İslâm’da Yasama ve Yürütme Yetkisi
Yasama Yetkisi:
İslâm’a göre yeryüzünde hâkimiyet ve yasama yetkisi Allah-u Teâlâ’ya aittir ve hayatın her alanını kontrol altına alan, her alanına müdahil olan, yaratılıştan tekâmüle eriş ve ölüme kadar her evreyi kontrol eden; sadece mükemmel yaratıcı değil mükemmel nizam ve intizam verici olması hükümranlığında tek olduğunu ve asla ortak kabul etmediğini göstermektedir.

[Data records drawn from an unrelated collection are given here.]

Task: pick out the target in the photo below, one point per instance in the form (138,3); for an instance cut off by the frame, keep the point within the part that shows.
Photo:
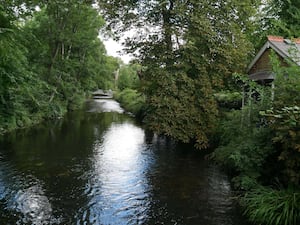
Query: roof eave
(267,45)
(258,55)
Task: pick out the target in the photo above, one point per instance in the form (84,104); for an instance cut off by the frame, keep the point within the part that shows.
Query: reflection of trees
(57,154)
(186,189)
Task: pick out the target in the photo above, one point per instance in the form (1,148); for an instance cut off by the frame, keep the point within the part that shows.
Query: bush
(272,207)
(132,101)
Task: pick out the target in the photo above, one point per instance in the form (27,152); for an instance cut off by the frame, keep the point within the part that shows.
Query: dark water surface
(98,166)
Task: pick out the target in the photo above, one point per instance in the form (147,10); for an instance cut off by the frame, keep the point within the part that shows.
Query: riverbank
(99,166)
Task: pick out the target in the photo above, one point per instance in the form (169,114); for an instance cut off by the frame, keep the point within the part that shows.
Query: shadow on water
(98,166)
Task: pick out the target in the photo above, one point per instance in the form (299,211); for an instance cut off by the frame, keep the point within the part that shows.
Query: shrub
(272,207)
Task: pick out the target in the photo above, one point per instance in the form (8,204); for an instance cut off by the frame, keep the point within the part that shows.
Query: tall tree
(186,48)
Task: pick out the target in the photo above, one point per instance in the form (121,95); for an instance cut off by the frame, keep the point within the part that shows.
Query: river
(99,166)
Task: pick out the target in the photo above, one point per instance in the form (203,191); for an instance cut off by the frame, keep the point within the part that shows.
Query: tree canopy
(188,49)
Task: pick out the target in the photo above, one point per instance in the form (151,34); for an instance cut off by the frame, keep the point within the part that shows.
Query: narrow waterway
(99,166)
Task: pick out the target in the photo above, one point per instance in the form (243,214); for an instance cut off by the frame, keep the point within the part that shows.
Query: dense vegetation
(185,82)
(50,58)
(193,93)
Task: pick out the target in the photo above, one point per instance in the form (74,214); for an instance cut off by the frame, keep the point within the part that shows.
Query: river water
(99,166)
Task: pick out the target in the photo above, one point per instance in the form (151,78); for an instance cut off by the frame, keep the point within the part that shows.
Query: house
(260,69)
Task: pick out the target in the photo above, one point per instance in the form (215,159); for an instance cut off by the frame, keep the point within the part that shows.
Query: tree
(186,48)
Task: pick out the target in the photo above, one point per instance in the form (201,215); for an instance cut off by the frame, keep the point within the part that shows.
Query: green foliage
(132,101)
(49,59)
(229,100)
(184,58)
(273,207)
(285,124)
(244,147)
(128,77)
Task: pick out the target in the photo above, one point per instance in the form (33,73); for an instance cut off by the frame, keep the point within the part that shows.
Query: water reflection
(118,189)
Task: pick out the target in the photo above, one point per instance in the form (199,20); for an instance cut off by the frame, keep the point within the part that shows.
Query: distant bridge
(103,94)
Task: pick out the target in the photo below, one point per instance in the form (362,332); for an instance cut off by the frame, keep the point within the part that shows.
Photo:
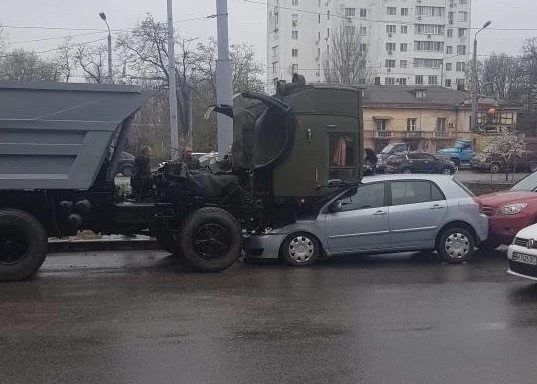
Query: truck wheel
(23,245)
(126,170)
(495,168)
(211,239)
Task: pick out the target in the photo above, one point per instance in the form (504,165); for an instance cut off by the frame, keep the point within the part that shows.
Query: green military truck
(60,146)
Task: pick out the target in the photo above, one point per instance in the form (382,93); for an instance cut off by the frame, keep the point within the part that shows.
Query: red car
(510,211)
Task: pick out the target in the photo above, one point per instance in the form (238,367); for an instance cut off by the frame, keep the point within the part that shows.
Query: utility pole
(174,133)
(473,126)
(224,87)
(110,75)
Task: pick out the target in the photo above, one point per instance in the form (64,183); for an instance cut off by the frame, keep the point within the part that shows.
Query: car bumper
(527,271)
(264,246)
(505,228)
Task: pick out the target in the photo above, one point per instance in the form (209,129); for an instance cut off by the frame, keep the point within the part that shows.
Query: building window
(428,63)
(430,46)
(391,28)
(411,124)
(429,29)
(430,11)
(382,125)
(421,94)
(350,12)
(441,124)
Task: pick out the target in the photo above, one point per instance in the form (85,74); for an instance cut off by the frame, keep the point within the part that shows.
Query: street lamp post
(474,79)
(110,76)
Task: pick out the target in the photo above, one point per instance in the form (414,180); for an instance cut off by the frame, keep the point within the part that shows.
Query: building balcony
(413,135)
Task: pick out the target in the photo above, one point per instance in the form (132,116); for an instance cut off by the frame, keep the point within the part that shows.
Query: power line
(296,9)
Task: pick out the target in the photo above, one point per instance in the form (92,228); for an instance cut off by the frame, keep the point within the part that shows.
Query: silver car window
(414,192)
(365,196)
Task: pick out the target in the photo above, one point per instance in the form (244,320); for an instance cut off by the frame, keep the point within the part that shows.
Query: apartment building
(404,42)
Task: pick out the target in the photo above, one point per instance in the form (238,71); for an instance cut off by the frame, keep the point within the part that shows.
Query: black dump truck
(60,146)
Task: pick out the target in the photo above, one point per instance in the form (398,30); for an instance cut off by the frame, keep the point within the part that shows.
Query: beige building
(428,118)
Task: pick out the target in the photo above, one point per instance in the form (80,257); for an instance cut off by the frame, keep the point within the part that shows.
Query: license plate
(526,259)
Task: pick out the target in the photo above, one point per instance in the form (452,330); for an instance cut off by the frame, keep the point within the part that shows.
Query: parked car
(385,214)
(419,162)
(390,149)
(498,163)
(126,164)
(461,153)
(522,253)
(510,211)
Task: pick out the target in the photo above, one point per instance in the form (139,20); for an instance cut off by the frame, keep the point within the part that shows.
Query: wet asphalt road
(138,317)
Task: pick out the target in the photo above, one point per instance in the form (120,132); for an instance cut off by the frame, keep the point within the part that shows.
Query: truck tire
(211,239)
(23,245)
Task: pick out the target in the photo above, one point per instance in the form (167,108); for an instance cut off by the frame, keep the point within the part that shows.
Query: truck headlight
(511,209)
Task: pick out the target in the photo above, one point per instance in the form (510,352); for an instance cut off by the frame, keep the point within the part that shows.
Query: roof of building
(406,95)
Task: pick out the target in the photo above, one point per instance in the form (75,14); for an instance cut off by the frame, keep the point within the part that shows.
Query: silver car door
(360,223)
(417,209)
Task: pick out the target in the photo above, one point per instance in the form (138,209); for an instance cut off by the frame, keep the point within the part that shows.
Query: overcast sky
(247,20)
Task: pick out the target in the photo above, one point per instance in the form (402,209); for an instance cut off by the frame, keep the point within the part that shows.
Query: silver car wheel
(457,245)
(301,249)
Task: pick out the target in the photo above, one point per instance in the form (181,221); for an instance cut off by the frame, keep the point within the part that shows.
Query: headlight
(511,209)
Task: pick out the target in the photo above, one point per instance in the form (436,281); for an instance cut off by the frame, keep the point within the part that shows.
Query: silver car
(385,214)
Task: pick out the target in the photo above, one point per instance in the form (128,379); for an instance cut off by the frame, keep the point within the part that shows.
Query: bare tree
(21,65)
(500,76)
(346,61)
(92,60)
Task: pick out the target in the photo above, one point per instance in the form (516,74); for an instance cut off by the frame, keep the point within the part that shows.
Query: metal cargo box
(56,136)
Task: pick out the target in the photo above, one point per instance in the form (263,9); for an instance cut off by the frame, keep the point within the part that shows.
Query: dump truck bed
(57,136)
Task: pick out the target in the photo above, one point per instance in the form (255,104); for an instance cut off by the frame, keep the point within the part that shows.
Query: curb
(55,246)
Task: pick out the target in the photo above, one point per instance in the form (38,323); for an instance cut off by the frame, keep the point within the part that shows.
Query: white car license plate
(526,259)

Kur’an-ı Kerim’de, “Deki o Allah birdir…” (İhlâs, 1), “Eğer yerde ve gökte Allah’tan başka tanrılar bulunsaydı, yer ve gök (bunların nizamı) kesinlikle bozulup gitmişti. Demek ki arşın Rabbi olan Allah, onların yakıştırdıkları sıfatlardan münezzehtir” (Enbiya, 22), “Hükümranlık (mülk) elinde olan Allah yücedir. O, her şeye hakkıyla gücü yetendir” (Mülk, 1) ayetlerinde Allah-u Teâlâ’nın gücünün bütün âlemi (evreni) kuşattığı, sadece dünyanın değil bütün bir kâinatın tek hâkimi olduğu vurgulanır ve yeryüzünün nasıl yönetileceğine dair yasaları koyduğu, bu hükümlerin icrası için de insanlar içinden özel kullarını seçtiği vakidir.
Bu sebeple, Allah-u Teâlâ, hükümranlığını, kanunlarının üstünlüğünü uygulayarak gösterme görevini peygamberlere vermiştir. Rabbimizin emirlerini tebliğ, tebyin ve uygulayarak gösterme görevini üstlenmiş müstesna elçilerinden en önemlisi hiç şüphesiz Peygamber Efendimizdir (S.A.V.).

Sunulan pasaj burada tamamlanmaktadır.